Due ore di esplorazione
Al laboratorio HEKA di Capodistria — l’anfiteatro dietro l’Arena Bonifika — una quindicina di persone si è seduta davanti al proprio portatile: vigili del fuoco, tecnici della protezione civile, alcuni cittadini del Carso. Ciascuno è entrato nella piattaforma con il proprio account e ha esplorato in autonomia. Mappa del rischio del giorno, zoom sulle zone vicino a casa, strati informativi attivabili e disattivabili — meteo, stazioni di terra, sensori — funzioni di confronto, interrogazione dei dati di giornate passate. Sono emerse domande puntuali: come visualizzare una zona ristretta, se i dati delle stazioni sono in tempo reale, come confrontare oggi con una settimana fa. Per due ore ogni partecipante è stato utente della piattaforma.

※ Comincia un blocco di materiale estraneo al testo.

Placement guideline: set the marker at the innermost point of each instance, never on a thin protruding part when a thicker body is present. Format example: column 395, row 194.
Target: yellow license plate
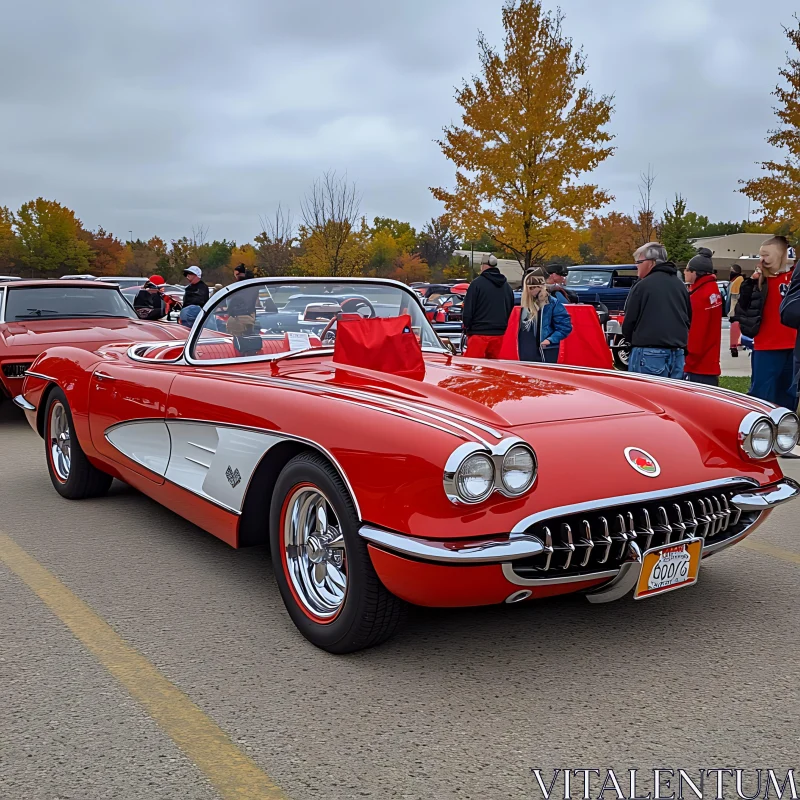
column 672, row 566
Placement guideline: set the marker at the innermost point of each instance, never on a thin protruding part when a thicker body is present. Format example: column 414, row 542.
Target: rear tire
column 322, row 565
column 71, row 473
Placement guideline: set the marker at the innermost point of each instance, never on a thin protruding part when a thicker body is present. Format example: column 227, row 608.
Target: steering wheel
column 356, row 303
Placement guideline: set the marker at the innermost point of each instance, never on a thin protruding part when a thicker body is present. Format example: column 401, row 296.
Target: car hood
column 505, row 395
column 37, row 335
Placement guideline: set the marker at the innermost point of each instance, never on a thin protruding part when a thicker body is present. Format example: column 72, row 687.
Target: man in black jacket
column 487, row 307
column 657, row 315
column 241, row 305
column 197, row 293
column 148, row 303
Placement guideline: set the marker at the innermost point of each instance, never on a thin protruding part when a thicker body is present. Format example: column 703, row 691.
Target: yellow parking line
column 770, row 550
column 232, row 773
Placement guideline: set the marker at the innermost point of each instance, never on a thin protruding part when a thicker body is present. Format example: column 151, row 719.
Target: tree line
column 531, row 133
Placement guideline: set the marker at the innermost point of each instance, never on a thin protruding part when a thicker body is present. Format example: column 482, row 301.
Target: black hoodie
column 488, row 304
column 658, row 311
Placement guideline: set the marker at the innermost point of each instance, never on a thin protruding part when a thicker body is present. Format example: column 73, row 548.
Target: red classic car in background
column 35, row 315
column 383, row 470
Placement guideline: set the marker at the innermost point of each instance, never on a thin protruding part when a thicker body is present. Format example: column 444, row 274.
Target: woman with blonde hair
column 758, row 313
column 537, row 328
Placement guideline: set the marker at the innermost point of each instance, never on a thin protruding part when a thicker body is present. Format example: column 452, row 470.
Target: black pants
column 708, row 380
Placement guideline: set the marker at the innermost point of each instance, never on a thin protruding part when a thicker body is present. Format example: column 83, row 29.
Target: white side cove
column 215, row 462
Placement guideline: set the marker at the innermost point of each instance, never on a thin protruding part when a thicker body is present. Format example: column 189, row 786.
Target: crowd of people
column 673, row 323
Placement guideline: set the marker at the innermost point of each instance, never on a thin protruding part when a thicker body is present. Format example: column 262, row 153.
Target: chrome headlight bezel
column 502, row 487
column 747, row 428
column 496, row 455
column 779, row 416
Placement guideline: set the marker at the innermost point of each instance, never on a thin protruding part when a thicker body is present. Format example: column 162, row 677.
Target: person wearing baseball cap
column 197, row 292
column 149, row 303
column 705, row 330
column 556, row 283
column 487, row 307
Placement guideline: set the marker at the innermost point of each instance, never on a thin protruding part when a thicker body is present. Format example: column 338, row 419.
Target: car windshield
column 65, row 302
column 585, row 277
column 266, row 317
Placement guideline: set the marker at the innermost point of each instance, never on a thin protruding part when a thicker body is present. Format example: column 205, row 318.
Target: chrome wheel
column 60, row 441
column 316, row 558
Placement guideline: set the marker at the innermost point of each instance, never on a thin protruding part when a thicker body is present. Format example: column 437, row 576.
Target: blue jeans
column 657, row 361
column 774, row 378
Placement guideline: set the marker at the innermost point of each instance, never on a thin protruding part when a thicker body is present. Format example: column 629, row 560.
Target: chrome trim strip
column 337, row 466
column 605, row 502
column 482, row 551
column 718, row 547
column 425, row 410
column 767, row 497
column 30, row 374
column 512, row 577
column 22, row 403
column 622, row 585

Quattro voti, quattro indicazioni
Al termine i partecipanti hanno compilato un sondaggio. Alla domanda di fondo — la piattaforma vi aiuterebbe nella gestione degli incendi? — la risposta è unanime: sette su sette dicono di sì. Le tre dimensioni dell’esperienza utente sono state valutate su una scala da uno a cinque. La facilità di navigazione si attesta a 4,3, segno che l’interfaccia è accessibile anche a chi non ha confidenza quotidiana con strumenti digitali. La chiarezza dei dati visualizzati arriva a 4,1. La velocità di risposta del sistema è il valore più basso, 3,9, e indica un punto da migliorare — soprattutto quando si interrogano archivi lunghi. È il primo problema da affrontare prima dell’estate.
Cosa funziona e cosa serve
Il sondaggio chiede anche di valutare l’utilità operativa di quattro funzionalità già presenti: database storico degli incendi, mappatura del rischio, monitoraggio meteo, notifiche automatiche. Vince la mappa del rischio incendi, con una media di 4,7 su 5. Sul fronte delle funzionalità ancora da sviluppare, la richiesta più forte è la simulazione della propagazione del fuoco: una volta scoppiato un incendio, sapere in che direzione e con quale velocità si muoverà la fiamma. Cinque partecipanti su sette la mettono in cima alla lista. Prevedere dove può accendersi è utile, ma capire dove sta per arrivare è ciò che salva case, animali, persone.
Il valore del test
Il valore di una giornata come questa sta meno nei punteggi medi alti e più nelle domande, nei piccoli problemi segnalati, nelle proposte di funzionalità nuove. Un primo incontro dello stesso tipo si era tenuto in marzo a Duino Aurisina, sul lato italiano del confine, con un format diverso: là si erano disegnate insieme, su carta, le zone più a rischio del Carso; qui si è messa la piattaforma direttamente in mano agli utenti. La prossima estate la piattaforma sarà a regime sul Carso.